Una multitud de notificaciones de la escuela especial la catalogaba de “ingobernable”. Cuando pasó una noche afuera sin avisar la institución le exigió a los padres una disciplina, que se hicieran cargo porque la expulsión estaba cerca.
Poco después de unos análisis clínicos, en silencio y sin explicación, llegó una “laparoscopía”, según se decía. Maestras, supervisoras y directoras sabían que le había ligado las trompas.
Si entendemos esta intervención como represiva vamos a pensar que la operación quitó la posibilidad de gestar, de quedar embarazada que era el mayor fantasma con el que la institución asustaba al padre y la madre de ella. Y que por otra parte ella tendría más libertad y menos control a la hora de sus salidas, vínculos e intercambios sexuales.
Pero estas intervenciones sobre los cuerpos no solo lo mutilan, sino que con mucha mayor eficacia transforman la vida, el futuro, los modos de relacionarse y de ser de la persona operada. Y también disciplinan a los familiares y confirman el poder institucional sobre cuerpos a través de la sexualidad, pero también reteniendo en la discapacitación.
Por ejemplo, años después una terapista ocupacional se encarga de guiarla en actividades que se consideraban reafirmadoras del género, como maquillarse, teñirse el pelo, ir a comprarse ropa, pintarse las uñas. porque se entendía que su descuido personal era evidencia de una des-generización y que ejercitarse en esos cuidados iba a reforzar su identidad. Sin embargo, detrás de estas palabras y convencionalismos estaban los mismos intereses institucionales, esta vez tomando los roles de género para repetir una operación de adiestramiento y adecuación que moldeaba en ella un carácter sumiso “la que debe agradar”.

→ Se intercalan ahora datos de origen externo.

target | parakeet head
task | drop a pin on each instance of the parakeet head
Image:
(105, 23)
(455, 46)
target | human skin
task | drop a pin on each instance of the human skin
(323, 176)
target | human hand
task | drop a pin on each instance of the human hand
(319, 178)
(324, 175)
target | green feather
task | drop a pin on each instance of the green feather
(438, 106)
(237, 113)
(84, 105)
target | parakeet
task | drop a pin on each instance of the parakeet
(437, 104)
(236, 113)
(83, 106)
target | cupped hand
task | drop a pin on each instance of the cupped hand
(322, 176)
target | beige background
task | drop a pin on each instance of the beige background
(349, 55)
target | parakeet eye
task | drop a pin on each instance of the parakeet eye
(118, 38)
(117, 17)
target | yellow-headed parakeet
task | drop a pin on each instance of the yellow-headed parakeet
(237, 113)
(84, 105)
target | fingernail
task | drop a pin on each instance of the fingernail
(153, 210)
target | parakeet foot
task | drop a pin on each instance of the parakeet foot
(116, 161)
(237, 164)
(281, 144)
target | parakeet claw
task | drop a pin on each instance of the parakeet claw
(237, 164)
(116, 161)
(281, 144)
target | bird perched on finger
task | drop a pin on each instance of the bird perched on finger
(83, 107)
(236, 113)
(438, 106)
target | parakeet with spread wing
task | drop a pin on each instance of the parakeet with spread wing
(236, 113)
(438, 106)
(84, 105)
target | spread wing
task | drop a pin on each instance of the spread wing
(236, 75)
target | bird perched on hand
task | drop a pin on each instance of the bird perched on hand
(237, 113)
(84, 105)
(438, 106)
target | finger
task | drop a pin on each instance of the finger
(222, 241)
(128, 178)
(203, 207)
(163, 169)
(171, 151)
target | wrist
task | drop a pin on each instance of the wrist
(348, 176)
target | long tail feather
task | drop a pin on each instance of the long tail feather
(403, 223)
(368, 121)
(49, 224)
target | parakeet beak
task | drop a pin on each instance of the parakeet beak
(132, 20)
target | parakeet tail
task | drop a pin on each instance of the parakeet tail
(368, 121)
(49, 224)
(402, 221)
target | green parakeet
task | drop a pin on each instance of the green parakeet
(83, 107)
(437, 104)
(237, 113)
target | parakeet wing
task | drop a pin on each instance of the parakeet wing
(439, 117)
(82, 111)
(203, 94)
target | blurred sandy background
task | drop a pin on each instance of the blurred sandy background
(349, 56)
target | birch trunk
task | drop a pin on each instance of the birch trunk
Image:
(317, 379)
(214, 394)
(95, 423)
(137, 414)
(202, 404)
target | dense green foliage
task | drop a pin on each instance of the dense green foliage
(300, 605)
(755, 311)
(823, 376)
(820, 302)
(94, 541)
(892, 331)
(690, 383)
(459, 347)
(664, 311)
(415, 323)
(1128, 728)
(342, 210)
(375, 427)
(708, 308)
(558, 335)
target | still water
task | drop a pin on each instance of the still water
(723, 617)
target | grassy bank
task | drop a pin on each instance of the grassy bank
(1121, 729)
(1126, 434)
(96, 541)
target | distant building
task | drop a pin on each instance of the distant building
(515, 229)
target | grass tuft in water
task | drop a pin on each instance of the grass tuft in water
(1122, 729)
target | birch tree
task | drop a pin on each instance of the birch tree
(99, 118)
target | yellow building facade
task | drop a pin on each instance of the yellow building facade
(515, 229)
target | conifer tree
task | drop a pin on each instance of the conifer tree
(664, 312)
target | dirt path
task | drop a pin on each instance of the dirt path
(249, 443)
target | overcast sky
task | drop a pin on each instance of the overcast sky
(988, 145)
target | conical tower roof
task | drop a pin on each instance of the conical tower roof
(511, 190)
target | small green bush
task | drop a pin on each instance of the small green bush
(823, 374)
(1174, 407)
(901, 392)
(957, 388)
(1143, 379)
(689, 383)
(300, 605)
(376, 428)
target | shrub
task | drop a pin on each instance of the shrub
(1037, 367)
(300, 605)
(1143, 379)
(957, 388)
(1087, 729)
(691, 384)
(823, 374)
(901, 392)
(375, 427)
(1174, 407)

Nuevamente esta intervención sería para dar autonomía, pero entendida en el marco heteronormativo, profundizaba el debilitamiento de su personalidad.
Así, muy resumidamente, es como ella se ubica en una pareja estable, un compañero (también formado en la misma institución, como debe ser) que funciona como un peón que la pone constantemente en jaque, muy celoso, amenazante y potencialmente agresivo, entendiendo que aquella operación que le hicieron (y de la que él sabía) le otorgaba privilegios sobre su cuerpo, sus libertades, sus movimientos y hasta las más insignificantes actividades de la vida diaria.
Quiero rescatar que aquello que la escuela, la institución, profesionales y supervisores llamaban “discapacidad”, como algo particular de ella, fue y espero que siga siendo, lo que potencialmente siempre desestabilizó a estas intervenciones que querían hacer de ella un producto de sus miedos.